Back to normal communication

“Most patients will initially complain of a soft, breathy voice. They may also report coughing when they eat or drink that can put them at risk for pneumonia,” says Jan Lewin, Ph.D., professor in the Department of Head and Neck Surgery and chief of the Section of Speech Pathology and Audiology.

“This is because the vocal folds, the two little muscles within the larynx, cannot close to make sound, nor can they prevent food and liquid from falling into the airway.”

Patients may be offered minimally invasive interventions, which include a vocal fold injection that can be performed while the patient is in the clinic. This procedure provides a temporary improvement in vocal fold function. 

When the damage is permanent, patients may elect to undergo a simple surgical procedure for permanent correction.
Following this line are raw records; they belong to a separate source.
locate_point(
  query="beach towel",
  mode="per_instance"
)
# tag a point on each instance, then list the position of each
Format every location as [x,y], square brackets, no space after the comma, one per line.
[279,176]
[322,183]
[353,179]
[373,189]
In either case, the effects are immediate, and after only a few days of voice rest, patients can start speaking without restrictions. The results are generally excellent, and most patients report a return to normal communication and activities without difficulty.

The ability to speak and be heard ranks high on the scale when patients assess their quality of life. The Voice Center is dedicated to helping them retain or regain that important function.

Editor’s Note: At MD Anderson, there are many other programs that address a patient’s quality of life. Among them are a swallowing function laboratory, speech pathology and audiology, services that will be covered in future issues of Conquest as “Signs of Hope.”